Upon hearing of the incident, Commander Craven of the Tuscarora ordered Creesy to release the prisoners. But the feisty Creesy had a stubborn streak that rebelled against the naval chain of command and refused saying, "I positively decline to give these men up," and away he sailed with the two Confederate sailors in the brig. With this action of defiance, Creesy came under the wrath of Commander Craven who filed charges against him for "contemptuous disregard" of orders, and Creesy soon received his discharge papers from the Navy.
The Ino returned to service under different commanders over the course of the Civil War to cruise in search of Confederate raiders, most notably the Alabama and the Florida, disguised as a merchantman.
On other cruises, she guarded fishermen and whalers, escorted merchantmen, and served as a convoy. She also served as a cruiser to the blockading squadrons of southern ports. After four years of meritorious service, the Civil War ended and the Ino was sold by the Government to Boston merchant Samuel G. Reed & Co., and renamed Shooting Star, and had a long second career as a merchantman.
The Archer
Captain Creesy went on to take command of the Archer, ironically the clipper that eight years earlier he had raced against around the Horn in 1854, and beaten on his fourth record-setting voyage around the Horn in command of the Flying Cloud.
Creesy made two voyages to China in command of the Archer and then finally retired to his home in Marblehead, where he died in 1871 at the age of 57 after a long illustrious life at sea.

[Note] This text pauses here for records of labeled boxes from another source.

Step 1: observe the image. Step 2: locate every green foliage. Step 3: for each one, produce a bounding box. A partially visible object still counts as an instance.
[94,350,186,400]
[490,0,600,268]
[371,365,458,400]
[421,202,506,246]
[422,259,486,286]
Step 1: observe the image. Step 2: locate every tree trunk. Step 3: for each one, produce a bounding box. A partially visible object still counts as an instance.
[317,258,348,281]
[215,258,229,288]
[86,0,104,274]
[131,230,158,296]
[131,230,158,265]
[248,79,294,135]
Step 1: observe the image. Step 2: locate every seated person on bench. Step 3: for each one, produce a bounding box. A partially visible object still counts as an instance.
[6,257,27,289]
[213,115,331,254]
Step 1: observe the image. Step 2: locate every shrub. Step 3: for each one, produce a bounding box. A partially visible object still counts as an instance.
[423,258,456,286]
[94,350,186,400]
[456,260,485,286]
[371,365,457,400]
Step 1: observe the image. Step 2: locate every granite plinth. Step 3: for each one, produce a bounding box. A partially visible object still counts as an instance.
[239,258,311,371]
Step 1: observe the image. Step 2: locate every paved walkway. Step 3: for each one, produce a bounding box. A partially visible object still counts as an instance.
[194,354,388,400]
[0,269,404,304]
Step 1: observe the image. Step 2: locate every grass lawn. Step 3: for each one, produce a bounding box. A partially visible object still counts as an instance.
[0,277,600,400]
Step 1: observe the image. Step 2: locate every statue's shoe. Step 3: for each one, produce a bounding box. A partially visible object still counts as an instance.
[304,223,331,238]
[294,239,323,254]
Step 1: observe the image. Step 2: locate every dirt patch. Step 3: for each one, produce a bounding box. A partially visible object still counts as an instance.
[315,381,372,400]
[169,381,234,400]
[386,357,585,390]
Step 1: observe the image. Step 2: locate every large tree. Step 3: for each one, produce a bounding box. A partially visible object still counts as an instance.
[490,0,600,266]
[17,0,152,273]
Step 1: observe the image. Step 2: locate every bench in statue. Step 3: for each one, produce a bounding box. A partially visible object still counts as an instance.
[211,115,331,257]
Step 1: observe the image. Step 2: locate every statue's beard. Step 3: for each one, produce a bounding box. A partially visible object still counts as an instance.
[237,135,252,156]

Where he twice came away with the laurels for the Cape Horn run to San Francisco.
This 89-days, 8-hours sailing record stood for over 130 years and has only been broken four times since then. The first to do so was Thursday's Child in 1986. The French racer Isabelle Autissie shattered this ocean racing record with a 13,945 mile passage in 62 days, 5 hours in April 1994 and is the current record holder for the Cape Horn run.